Latest Arthritis News
WEDNESDAY, Aug. 31, 2016 (HealthDay News) -- A new biological drug to treat rheumatoid arthritis and other inflammatory diseases has been approved by the U.S. Food and Drug Administration.
A biosimilar is a biological product approved on findings that it is highly similar to an already-approved biological product and has no clinically meaningful differences in terms of safety and effectiveness, according to the FDA. It is similar to generic drugs in that it typically costs less than the original biological product.
Biological products are typically derived from a living organism and include many sources, including humans, animals, microorganisms or yeast.
"The biosimilar pathway is an important mechanism to improve access to treatment for patients with rheumatic and autoimmune diseases," Dr. Janet Woodcock, director of the FDA's Center for Drug Evaluation and Research, said in an agency news release.
"We carefully evaluate the structural and functional characteristics of these complex molecules. Patients and providers can have confidence that there are no clinically meaningful differences in safety and efficacy from the reference product [Enbrel]," she explained.
According to the FDA, Erelzi is given by injection to treat:
- moderate to severe rheumatoid arthritis, either as a standalone therapy or in combination with methotrexate;
- moderate to severe polyarticular juvenile idiopathic arthritis in patients aged 2 and older;
- active psoriatic arthritis, including use in combination with methotrexate in psoriatic arthritis patients who do not respond adequately to methotrexate alone;
- active ankylosing spondylitis (an arthritis that affects the spine);
- and chronic moderate to severe plaque psoriasis in patients aged 18 and older who are candidates for systemic therapy or phototherapy.

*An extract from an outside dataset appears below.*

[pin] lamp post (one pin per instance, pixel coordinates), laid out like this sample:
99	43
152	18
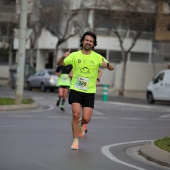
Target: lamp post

The most common side effects of Erelzi are infection and injection site reactions. The most serious known side effects are infections, neurological problems, congestive heart failure and blood problems. The drug should not be given to patients with sepsis, the FDA said.
Erelzi carries a boxed warning about an increased risk of serious infections leading to hospitalization or death, including tuberculosis, invasive fungal infections and others. The boxed warning also notes that lymphoma and other cancers, some fatal, have been reported in children and teens treated with tumor necrosis factor blockers, including etanercept products.